Dabei ist ein sehr lustiger Film im Wettbewerb: das israelische Vater-Sohn-Drama Hearat Shulayim (Footnote). Joseph Cedar inszeniert die Konfrontation zweier gegensätzlicher Talmudexperten in einem rasanten Stil, der Vergleiche mit Die wunderbare Welt der Amélie heraufbeschworen hat. Aber statt dem Eskapismus dieses Franzosen-Märchens bietet Cedar eine kafkaeske Auseinandersetzung mit ernsthaften Themen, die er als gleichermaßen absurd wie profund erkennt: Die entscheidende Moraldebatte findet in einem Büro von der Größe einer Besenkammer statt und verläuft entsprechend komisch. Am Ende mutiert der Film bei einer offiziellen Staatsgala zum absurden Reigen und übt herbe Kritik am israelischen Nationalismus.
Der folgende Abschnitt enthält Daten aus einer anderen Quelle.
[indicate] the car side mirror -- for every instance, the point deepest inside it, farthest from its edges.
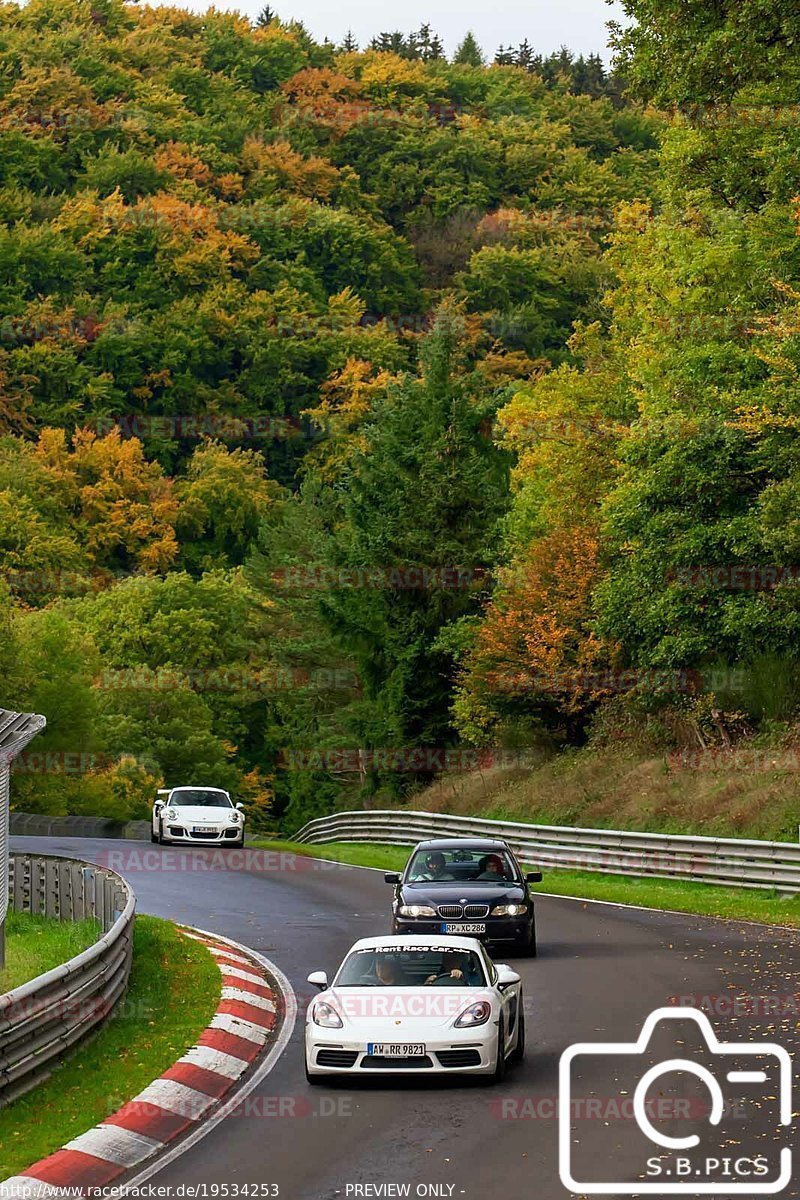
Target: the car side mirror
(506, 977)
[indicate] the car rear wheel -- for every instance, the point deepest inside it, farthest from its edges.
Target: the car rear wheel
(500, 1063)
(518, 1051)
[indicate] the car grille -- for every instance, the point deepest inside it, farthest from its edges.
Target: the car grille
(458, 1057)
(378, 1062)
(336, 1057)
(456, 911)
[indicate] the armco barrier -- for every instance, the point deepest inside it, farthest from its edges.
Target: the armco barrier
(43, 1019)
(732, 862)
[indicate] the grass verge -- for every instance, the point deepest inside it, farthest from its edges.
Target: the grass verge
(170, 977)
(769, 907)
(35, 945)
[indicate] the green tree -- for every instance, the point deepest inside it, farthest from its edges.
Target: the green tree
(469, 52)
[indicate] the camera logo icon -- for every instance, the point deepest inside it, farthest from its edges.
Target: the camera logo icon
(713, 1120)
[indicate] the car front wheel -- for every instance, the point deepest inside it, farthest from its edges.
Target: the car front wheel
(500, 1063)
(518, 1051)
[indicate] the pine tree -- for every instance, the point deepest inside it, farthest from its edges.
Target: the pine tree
(469, 52)
(435, 51)
(524, 55)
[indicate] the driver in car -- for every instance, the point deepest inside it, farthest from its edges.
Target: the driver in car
(492, 868)
(388, 972)
(435, 868)
(455, 965)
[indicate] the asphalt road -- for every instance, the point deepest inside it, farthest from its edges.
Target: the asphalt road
(601, 971)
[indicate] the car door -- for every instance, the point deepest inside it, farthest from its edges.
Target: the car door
(509, 1001)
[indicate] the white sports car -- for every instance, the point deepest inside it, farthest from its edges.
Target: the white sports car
(409, 1003)
(198, 815)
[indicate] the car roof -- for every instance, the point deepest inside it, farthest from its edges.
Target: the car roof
(197, 787)
(482, 844)
(415, 940)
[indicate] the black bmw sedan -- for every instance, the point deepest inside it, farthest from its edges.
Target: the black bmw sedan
(465, 886)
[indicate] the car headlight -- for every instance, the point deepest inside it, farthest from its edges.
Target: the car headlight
(325, 1015)
(476, 1014)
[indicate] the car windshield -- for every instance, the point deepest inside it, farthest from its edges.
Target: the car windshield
(462, 865)
(402, 966)
(200, 798)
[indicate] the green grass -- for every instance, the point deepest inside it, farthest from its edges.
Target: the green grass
(769, 907)
(624, 789)
(172, 997)
(35, 945)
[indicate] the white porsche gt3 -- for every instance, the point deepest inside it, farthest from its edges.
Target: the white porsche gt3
(409, 1003)
(197, 815)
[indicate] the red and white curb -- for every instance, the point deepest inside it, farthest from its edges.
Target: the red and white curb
(247, 1035)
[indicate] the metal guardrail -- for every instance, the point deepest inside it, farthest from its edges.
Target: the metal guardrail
(731, 862)
(47, 1017)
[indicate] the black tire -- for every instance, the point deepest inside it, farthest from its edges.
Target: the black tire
(518, 1051)
(500, 1065)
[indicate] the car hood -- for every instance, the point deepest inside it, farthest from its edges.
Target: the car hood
(191, 814)
(402, 1013)
(461, 893)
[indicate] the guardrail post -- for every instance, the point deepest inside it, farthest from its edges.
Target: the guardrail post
(16, 731)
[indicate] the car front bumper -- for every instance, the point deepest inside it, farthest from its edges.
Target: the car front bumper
(456, 1053)
(511, 930)
(181, 835)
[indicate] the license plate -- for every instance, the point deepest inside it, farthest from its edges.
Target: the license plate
(396, 1049)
Ersatzfamilie im Bordell. Der Titel von Cedars Film legt die vorherrschende Einschätzung der 64. Cannes-Ausgabe nahe: eine Fußnote. Denn viele renommierte Autorenfilmer enttäuschen: Pedro Almodóvar ergeht sich in La piel que habito (The Skin I Live In) in leerer Genrefilmspielerei, Lars von Trier bietet mit Melancholia eine Art bombastisch-blöden Unglückskontrapunkt zu Malicks kosmischem Familiendrama, sorgt aber mit seiner üblichen Pressekonferenzprovokation diesmal für einen Eklat – nachdem er sich selbst als Nazi bezeichnet, erklärt ihn das Festival trotz offizieller Entschuldigung zur „Persona non grata“. Neben der Malick-Premiere ist es das zweite Ereignis in Cannes. Dieser Rummel überschattet die Entdeckungen des Festivals abseits des Wettbewerbs: das einfallsreiche Martial-Arts-Drama Wu Xia von Hongkong-Meister Peter Chan Ho-Sun, der epische und virtuose Sexkrimi Koi no tsumi (Guilty of Romance), mit dem sich der Japaner Sion Sono einmal mehr als Genie der extremen Gefühlslagen zeigt, oder die anrührende Animationsbiografie Tatsumi über den Manga-Pionier von Eric Khoo aus Singapur.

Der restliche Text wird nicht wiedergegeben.